Use it as a relative measurement, not an absolute one.
Improvement(s)
Furthermore, the idea of weighting is also quite subjective.
The use of 3 offers for any home sold above asking price in this model is good enough for illustration, but you can get a lot more refined if you choose to.
For our own internal model, we get far more specific in how much we weight the number of buyers based on the % over the asking price. Our past sales history indicated a very strong correlation between the number of buyers for a home and the percentage over asking price the home sold for (spoiler alert, it isn’t always 3.)
So the bottom line is this is a grossly simplified model, the one we use with our clients is far more detailed.
Buyer Fatigue
The concept of ‘Buyer Fatigue’ also is quite subjective.
Do people leave the pool after they miss 3 times? 5? 10? Do they rent? Do they change price range? Do they leave the area altogether? Do they start looking across town? Do they flip from single family to town home or condo?
We know the concept is real, but the impact is up for debate.
The bottom line is that you are free to use your own weights.
Takeaway(s)
I think the real use of this technique depends on the question you are trying to answer:
If you are concerned about the recent news coming out of other markets about inventory rising, you can look at your segment and see how over / under supplied it is. What is happening in other markets is not happening here, but now you have a way of determining that and to what level.
If you are thinking of entering the market, you can see what you are up against and perhaps find a segment that is less in demand than the one you are entering. Generally speaking, if there is a lot of new construction in the segment, the excess buyer pool is will be smaller.
If you are a builder and you looking for guidance about what to build and how deep the demand is, you can easily use this to inform your decision about the price to target.
If you are a seller, you can use this to see how much in demand your home will be. Pricing it at the tip top of the segment, you can overshoot and end up missing the chance for a bidding war developing.
But that is what makes this calculation so useful –– it really applies to a lot of situations and can answer a lot of different questions. Buyers, sellers, developers, and builders can all benefit from understanding not just if a segment is under (or over) supplied, but by how much.
Use as needed.
A Final Thought – Consider Using Price per Foot
A final note –– most choose to define a segment by some geographic boundary and price, but you can also use this technique using price per foot.
When only using price, you can be fooled into thinking that all homes in a given price band are the same –– and we all know this to not be true.
By using price per foot, one can see how demand tends to decrease as price per foot increases. And you can find the point on the demand curve where demand flips from positive to negative.
Using price per foot in this calculation helps prevent you from over-pricing and the accompanying frustration that comes from not understanding why a segment with 111 extra buyers seems to be ignoring your home.
Summary
Real estate is 99% emotion, and the other 50% is math (or something like that.)

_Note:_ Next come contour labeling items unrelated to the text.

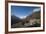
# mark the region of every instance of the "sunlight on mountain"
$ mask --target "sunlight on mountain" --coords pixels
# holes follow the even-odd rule
[[[41,10],[40,8],[36,8],[36,9],[33,10],[33,12],[38,12],[40,10]]]

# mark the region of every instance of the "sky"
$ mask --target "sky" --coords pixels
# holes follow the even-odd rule
[[[11,6],[11,15],[15,15],[19,18],[26,18],[33,11],[40,10],[40,7],[29,7],[29,6]]]

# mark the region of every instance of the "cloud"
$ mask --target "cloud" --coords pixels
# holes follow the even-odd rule
[[[27,16],[20,17],[21,19],[26,18]]]
[[[37,12],[37,11],[40,11],[40,8],[36,8],[33,10],[33,12]]]

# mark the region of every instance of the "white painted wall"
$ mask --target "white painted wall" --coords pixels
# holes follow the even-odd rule
[[[21,1],[46,2],[46,0],[21,0]],[[5,34],[5,31],[4,31],[5,30],[5,7],[4,6],[5,6],[5,0],[0,0],[0,34]],[[46,22],[46,18],[45,18],[45,22]],[[46,23],[45,23],[45,26],[46,26]],[[45,32],[14,33],[14,34],[46,34],[46,31]]]

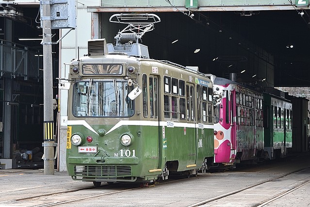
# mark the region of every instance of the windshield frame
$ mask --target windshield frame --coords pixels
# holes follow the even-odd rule
[[[90,89],[89,85],[92,89]],[[118,88],[114,87],[115,86]],[[102,91],[100,94],[98,92],[100,87],[107,89]],[[128,95],[134,87],[133,86],[129,86],[128,82],[122,78],[95,79],[95,81],[90,79],[77,81],[72,87],[72,102],[70,103],[72,114],[77,118],[131,117],[135,114],[134,100],[129,99]],[[95,92],[94,92],[94,90]],[[118,94],[116,98],[115,92]],[[107,97],[111,95],[112,101],[107,101]],[[112,99],[113,98],[114,100]],[[92,100],[93,98],[94,100]],[[113,107],[111,103],[114,101],[115,105],[114,107],[116,110],[114,115],[111,113],[112,110],[111,108]],[[108,104],[107,101],[109,102]],[[93,102],[90,103],[90,102]],[[117,105],[118,108],[116,106]],[[107,107],[109,107],[109,110]]]

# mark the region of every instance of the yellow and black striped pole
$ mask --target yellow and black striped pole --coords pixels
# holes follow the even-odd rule
[[[54,141],[54,121],[44,121],[44,141]]]
[[[43,47],[43,107],[44,123],[44,174],[54,174],[54,151],[56,143],[54,138],[53,113],[53,67],[52,63],[52,40],[50,4],[48,1],[40,1],[42,8],[42,24]]]

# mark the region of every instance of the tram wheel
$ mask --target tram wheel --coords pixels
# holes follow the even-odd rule
[[[100,186],[101,185],[101,182],[96,182],[96,181],[94,181],[93,182],[93,183],[94,184],[94,186],[95,186],[95,187],[98,187]]]

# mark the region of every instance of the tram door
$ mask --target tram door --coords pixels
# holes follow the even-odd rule
[[[236,90],[234,89],[232,91],[230,91],[230,125],[231,126],[231,131],[230,132],[231,136],[231,146],[230,150],[231,151],[230,155],[236,155],[236,145],[237,144],[237,140],[236,139]]]
[[[159,100],[158,100],[158,77],[155,75],[150,75],[149,76],[149,118],[152,121],[154,121],[157,122],[157,126],[158,126],[157,130],[156,130],[158,133],[154,133],[152,135],[152,137],[153,138],[154,142],[156,140],[157,142],[157,146],[159,146],[159,148],[157,148],[157,152],[156,152],[157,156],[159,157],[161,157],[161,155],[160,155],[161,151],[159,149],[161,149],[160,146],[161,142],[160,141],[160,138],[161,136],[159,136],[160,130],[159,130]],[[156,146],[154,145],[154,146]]]

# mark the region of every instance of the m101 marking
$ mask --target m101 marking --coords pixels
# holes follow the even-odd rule
[[[132,150],[131,151],[130,150],[120,150],[119,151],[119,156],[118,155],[119,153],[114,153],[114,156],[119,156],[119,157],[136,157],[136,150]]]

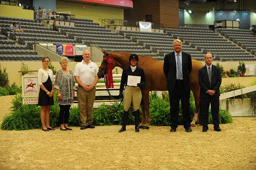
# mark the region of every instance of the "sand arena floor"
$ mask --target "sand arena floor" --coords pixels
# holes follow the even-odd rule
[[[0,122],[11,96],[0,97]],[[255,170],[256,117],[235,117],[186,133],[168,127],[117,132],[119,126],[44,132],[0,130],[0,170]]]

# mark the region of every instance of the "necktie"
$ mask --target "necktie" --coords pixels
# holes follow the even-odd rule
[[[182,70],[181,70],[181,66],[180,64],[180,55],[177,55],[177,79],[183,79]]]
[[[211,86],[211,80],[212,79],[212,72],[211,72],[211,67],[208,67],[208,78],[210,82],[210,86]]]

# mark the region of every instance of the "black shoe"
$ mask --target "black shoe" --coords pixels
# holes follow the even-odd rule
[[[185,130],[186,130],[186,132],[192,132],[192,130],[190,127],[187,127],[185,129]]]
[[[220,132],[220,131],[222,131],[222,130],[221,130],[221,129],[220,128],[214,129],[214,130],[215,130],[215,131],[217,131],[217,132]]]
[[[171,128],[171,130],[170,130],[170,132],[176,132],[176,128],[175,128],[174,127]]]
[[[49,130],[49,129],[44,129],[43,128],[42,128],[42,130],[43,130],[43,131],[45,131],[45,132],[48,132],[48,131],[50,131],[50,130]]]
[[[89,125],[87,126],[87,128],[93,129],[93,128],[95,128],[95,127],[93,125],[93,124],[90,124]]]
[[[69,127],[64,127],[66,128],[66,130],[72,130],[72,129],[71,129],[71,128],[70,128]]]
[[[85,129],[87,129],[87,127],[86,127],[86,126],[85,126],[84,125],[82,125],[82,126],[80,128],[80,130],[83,130]]]
[[[140,129],[139,128],[138,124],[135,124],[135,132],[140,132]]]
[[[61,130],[67,130],[67,129],[62,129],[61,128]]]
[[[123,132],[126,130],[126,126],[125,125],[122,125],[120,130],[118,131],[118,132]]]
[[[55,129],[54,128],[51,128],[50,127],[47,127],[47,129],[48,129],[49,130],[55,130]]]

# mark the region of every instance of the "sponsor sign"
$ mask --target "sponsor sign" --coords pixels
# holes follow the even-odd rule
[[[139,22],[140,26],[140,31],[144,32],[152,32],[151,26],[152,24],[150,22]]]
[[[23,104],[38,103],[39,87],[37,74],[29,73],[21,76]]]

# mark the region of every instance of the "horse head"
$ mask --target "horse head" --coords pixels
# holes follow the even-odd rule
[[[99,78],[103,78],[106,74],[107,69],[107,64],[108,62],[106,61],[107,57],[111,55],[113,57],[113,62],[111,63],[113,66],[113,69],[116,66],[118,66],[123,68],[125,66],[127,66],[129,65],[129,56],[130,53],[124,52],[108,52],[105,50],[102,50],[103,53],[103,58],[99,68],[99,72],[97,74]]]

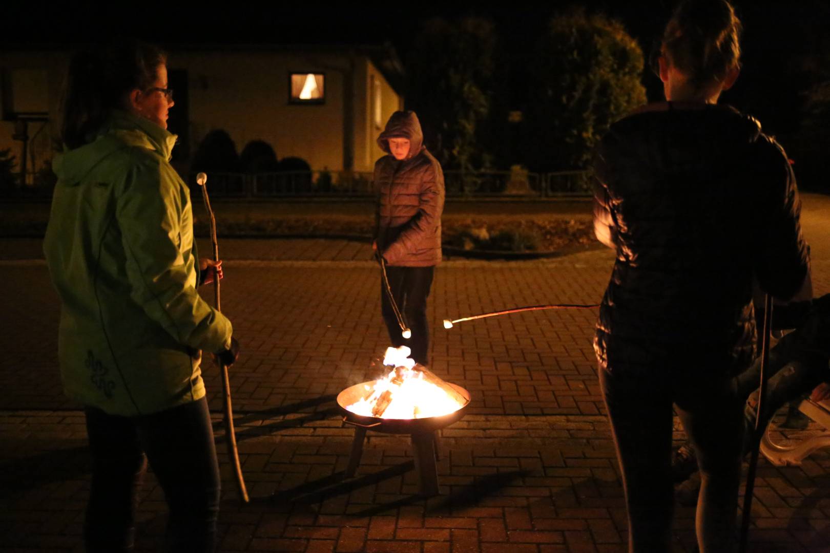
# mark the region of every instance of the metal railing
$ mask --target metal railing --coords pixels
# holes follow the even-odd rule
[[[374,193],[368,172],[208,173],[208,177],[211,194],[227,198],[369,197]],[[445,171],[444,186],[452,198],[555,197],[590,193],[591,177],[588,171]],[[193,174],[189,181],[195,178]]]
[[[0,186],[0,197],[44,200],[51,196],[54,178],[42,172]],[[372,173],[357,171],[296,171],[268,173],[211,172],[211,196],[222,198],[361,198],[374,194]],[[196,174],[188,182],[196,182]],[[447,196],[475,198],[543,198],[589,195],[593,173],[563,171],[534,173],[510,171],[445,171]]]

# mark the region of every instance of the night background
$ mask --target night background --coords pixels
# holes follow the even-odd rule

Humans are emotional creatures (especially when it comes to our homes) and the headlines that are written or the stories told on the 6:00 news are designed to scare us.
Don’t let them.
The real estate world is not about to end (at least in RVA) and our market is still undersupplied at almost all price points and all segments –– but now you can determine by how much!
Yes, I know rates are up (that doesn’t matter by the way, but more on that in another post) and that other things in politics and the economy seem scary –– don’t panic.
Use this technique to see how the segment you live in or want to buy in is doing and make an informed decision.